Il y a aussi le musicien Grégory Hairon connu sous son projet Gregaldur. Maintenant il a changé de nom pour Héron Cendré. Il jouera aux Embellies d’ailleurs. Il est intervenant musicien. L’idée est de poser de la musique sur toutes ces images. Avec les enfants, toujours avec des appareils analogiques, pas de numériques, ils ont enregistré toute sorte de son dans la cours. Le thème de l’eau a été proposé par Vitrine en Cours. Ils ont capté du son avec de l’eau. Grégory va utiliser tous ces sons et à partir de là en faire la matière sonore autour des installations. Il y a eu une restitution au moment de Noël à l’école. On a montré aux parents ce qui est fait avec les enfants. Les parents étaient enchantés de voir des diapositives, de vieux appareils de projection… Les installations au Vieux Saint-Étienne seront une autre forme de restitution. Les parents seront invités à venir voir avec les enfants les installations. On projette une ultime restitution dans l’école à nouveau au mois de juin pour fêter la fin de « La Petite Fabrique d’Images».
Patchrock est l’association organisatrice du festival. Comment fonctionne-t-elle ? Combien de salariés emploie l’association à l’année et combien de bénévoles leur viennent en appui durant le festival ?

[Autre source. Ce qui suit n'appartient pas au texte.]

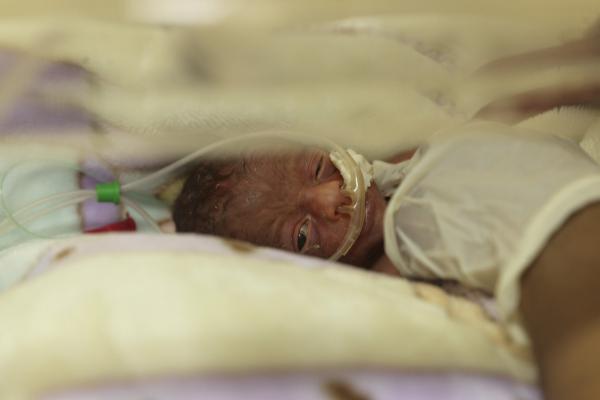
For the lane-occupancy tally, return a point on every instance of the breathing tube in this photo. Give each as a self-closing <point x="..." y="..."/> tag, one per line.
<point x="123" y="193"/>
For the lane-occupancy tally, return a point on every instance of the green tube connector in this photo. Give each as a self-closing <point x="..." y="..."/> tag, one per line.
<point x="108" y="192"/>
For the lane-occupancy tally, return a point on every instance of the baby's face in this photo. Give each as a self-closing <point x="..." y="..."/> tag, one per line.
<point x="291" y="201"/>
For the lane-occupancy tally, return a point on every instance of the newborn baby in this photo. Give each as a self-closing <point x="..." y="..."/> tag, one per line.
<point x="289" y="201"/>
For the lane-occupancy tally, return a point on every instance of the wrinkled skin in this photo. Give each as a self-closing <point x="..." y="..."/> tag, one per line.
<point x="291" y="201"/>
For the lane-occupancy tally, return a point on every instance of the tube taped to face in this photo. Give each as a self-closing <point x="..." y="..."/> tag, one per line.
<point x="478" y="207"/>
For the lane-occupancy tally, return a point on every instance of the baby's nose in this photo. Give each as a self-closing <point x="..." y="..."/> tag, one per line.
<point x="324" y="199"/>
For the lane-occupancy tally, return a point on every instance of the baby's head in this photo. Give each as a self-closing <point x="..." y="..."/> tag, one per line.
<point x="288" y="200"/>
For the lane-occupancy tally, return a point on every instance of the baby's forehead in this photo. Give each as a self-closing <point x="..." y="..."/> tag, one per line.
<point x="282" y="156"/>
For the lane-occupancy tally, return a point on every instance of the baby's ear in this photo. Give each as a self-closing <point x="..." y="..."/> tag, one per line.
<point x="171" y="191"/>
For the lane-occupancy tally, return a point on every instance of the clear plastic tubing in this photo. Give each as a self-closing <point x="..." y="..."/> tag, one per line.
<point x="354" y="188"/>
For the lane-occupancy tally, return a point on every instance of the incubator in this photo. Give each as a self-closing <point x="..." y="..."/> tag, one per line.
<point x="24" y="179"/>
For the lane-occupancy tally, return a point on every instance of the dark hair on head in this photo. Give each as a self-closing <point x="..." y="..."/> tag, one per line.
<point x="206" y="192"/>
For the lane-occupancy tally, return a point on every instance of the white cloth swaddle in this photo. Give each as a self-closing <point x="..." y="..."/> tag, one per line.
<point x="479" y="206"/>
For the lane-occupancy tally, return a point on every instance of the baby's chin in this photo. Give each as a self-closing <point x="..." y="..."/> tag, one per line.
<point x="369" y="245"/>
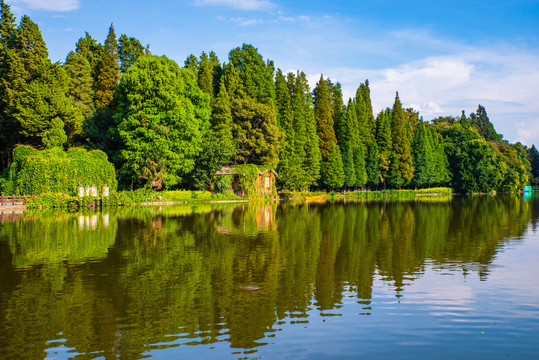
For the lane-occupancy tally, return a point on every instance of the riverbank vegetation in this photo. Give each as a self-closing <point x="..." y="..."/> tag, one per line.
<point x="152" y="124"/>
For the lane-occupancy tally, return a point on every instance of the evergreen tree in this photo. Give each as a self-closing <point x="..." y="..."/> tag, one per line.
<point x="221" y="118"/>
<point x="334" y="176"/>
<point x="481" y="122"/>
<point x="384" y="142"/>
<point x="192" y="63"/>
<point x="372" y="165"/>
<point x="90" y="49"/>
<point x="324" y="118"/>
<point x="256" y="134"/>
<point x="55" y="136"/>
<point x="34" y="90"/>
<point x="423" y="156"/>
<point x="359" y="163"/>
<point x="395" y="179"/>
<point x="366" y="123"/>
<point x="129" y="50"/>
<point x="162" y="116"/>
<point x="350" y="178"/>
<point x="256" y="76"/>
<point x="108" y="72"/>
<point x="205" y="75"/>
<point x="440" y="172"/>
<point x="401" y="144"/>
<point x="533" y="156"/>
<point x="7" y="25"/>
<point x="80" y="83"/>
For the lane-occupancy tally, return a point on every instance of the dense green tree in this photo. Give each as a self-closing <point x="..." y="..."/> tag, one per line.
<point x="90" y="49"/>
<point x="439" y="169"/>
<point x="215" y="153"/>
<point x="256" y="76"/>
<point x="221" y="118"/>
<point x="383" y="140"/>
<point x="256" y="134"/>
<point x="350" y="178"/>
<point x="334" y="176"/>
<point x="475" y="164"/>
<point x="192" y="63"/>
<point x="359" y="163"/>
<point x="34" y="90"/>
<point x="55" y="136"/>
<point x="162" y="116"/>
<point x="108" y="72"/>
<point x="80" y="83"/>
<point x="129" y="50"/>
<point x="481" y="122"/>
<point x="533" y="157"/>
<point x="365" y="118"/>
<point x="324" y="118"/>
<point x="372" y="164"/>
<point x="423" y="156"/>
<point x="401" y="144"/>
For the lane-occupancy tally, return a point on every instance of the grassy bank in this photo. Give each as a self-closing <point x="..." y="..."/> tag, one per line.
<point x="148" y="197"/>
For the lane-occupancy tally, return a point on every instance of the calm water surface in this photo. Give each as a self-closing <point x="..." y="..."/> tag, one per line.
<point x="432" y="278"/>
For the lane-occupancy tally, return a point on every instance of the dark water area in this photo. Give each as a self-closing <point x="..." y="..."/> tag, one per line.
<point x="429" y="278"/>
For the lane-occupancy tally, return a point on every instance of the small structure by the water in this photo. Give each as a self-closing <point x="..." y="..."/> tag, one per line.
<point x="248" y="180"/>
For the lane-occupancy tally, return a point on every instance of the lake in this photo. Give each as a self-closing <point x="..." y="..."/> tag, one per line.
<point x="432" y="277"/>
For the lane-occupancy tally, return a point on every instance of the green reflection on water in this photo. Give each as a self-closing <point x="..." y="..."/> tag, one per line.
<point x="130" y="280"/>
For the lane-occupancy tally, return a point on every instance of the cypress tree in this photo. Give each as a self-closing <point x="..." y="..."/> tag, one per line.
<point x="129" y="50"/>
<point x="221" y="118"/>
<point x="401" y="145"/>
<point x="108" y="72"/>
<point x="423" y="157"/>
<point x="373" y="165"/>
<point x="359" y="163"/>
<point x="80" y="83"/>
<point x="324" y="118"/>
<point x="205" y="75"/>
<point x="383" y="139"/>
<point x="90" y="49"/>
<point x="256" y="76"/>
<point x="350" y="178"/>
<point x="334" y="172"/>
<point x="481" y="122"/>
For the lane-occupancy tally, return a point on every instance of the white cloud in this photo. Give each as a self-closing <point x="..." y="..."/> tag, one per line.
<point x="238" y="4"/>
<point x="246" y="22"/>
<point x="50" y="5"/>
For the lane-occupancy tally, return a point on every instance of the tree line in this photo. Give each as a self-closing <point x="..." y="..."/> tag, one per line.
<point x="169" y="126"/>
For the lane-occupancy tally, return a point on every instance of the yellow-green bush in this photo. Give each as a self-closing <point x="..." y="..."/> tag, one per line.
<point x="57" y="171"/>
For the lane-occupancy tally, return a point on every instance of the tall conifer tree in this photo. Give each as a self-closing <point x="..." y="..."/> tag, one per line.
<point x="108" y="72"/>
<point x="324" y="118"/>
<point x="401" y="145"/>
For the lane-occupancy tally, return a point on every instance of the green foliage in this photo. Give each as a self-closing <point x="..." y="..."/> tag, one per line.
<point x="476" y="166"/>
<point x="324" y="118"/>
<point x="129" y="50"/>
<point x="162" y="116"/>
<point x="481" y="122"/>
<point x="256" y="76"/>
<point x="55" y="136"/>
<point x="57" y="171"/>
<point x="373" y="165"/>
<point x="350" y="178"/>
<point x="403" y="164"/>
<point x="108" y="71"/>
<point x="80" y="87"/>
<point x="334" y="176"/>
<point x="256" y="134"/>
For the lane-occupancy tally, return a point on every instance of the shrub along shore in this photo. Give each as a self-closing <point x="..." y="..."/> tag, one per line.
<point x="145" y="197"/>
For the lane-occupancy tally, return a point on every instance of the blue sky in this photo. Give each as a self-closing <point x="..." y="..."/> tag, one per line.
<point x="441" y="56"/>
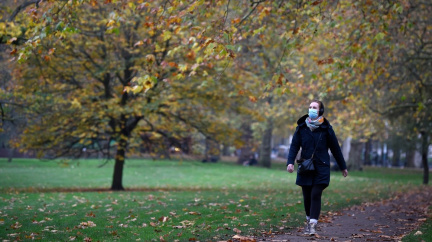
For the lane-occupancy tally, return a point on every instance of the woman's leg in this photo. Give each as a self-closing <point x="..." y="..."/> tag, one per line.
<point x="315" y="205"/>
<point x="307" y="197"/>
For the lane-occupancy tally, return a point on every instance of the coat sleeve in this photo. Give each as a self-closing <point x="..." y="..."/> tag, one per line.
<point x="294" y="148"/>
<point x="335" y="149"/>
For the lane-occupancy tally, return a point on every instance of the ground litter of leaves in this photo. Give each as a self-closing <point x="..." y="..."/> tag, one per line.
<point x="387" y="220"/>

Stéphanie Cadeau : L’association existe depuis 1996. Aujourd’hui, il y a quatre salariés. Je fais la direction artistique. Il y a une personne à la coordination qui gère tous les aspects techniques, la coordination de l’action culturelle, des artistes. Il y a une personne à la communication et une personne qui s’occupe de la diffusion des spectacles qu’on accompagne.
Tout au long de l’année nous avons un conseil d’administration et un bureau qui sont actifs et suivent les projets de l’association. Pendant le festival une vingtaine de bénévoles vient en renfort sur chaque lieu à tous les postes sauf pour les postes techniques. Là on embauche des intermittents du spectacle. Toute l’année nous embauchons une cinquantaine d’intermittents du spectacle très régulièrement en technique et pour les artistes de nos spectacles.
Comment qualifierez-vous l’ambiance de ces quatre jours de festival ?
Stéphanie Cadeau : Comme c’est notre première au Vieux Saint-Étienne, nous espérons en faire un lieu convivial et que le public s’y sentira bien. Le maître-mot est la découverte et le soutien aux artistes en développement.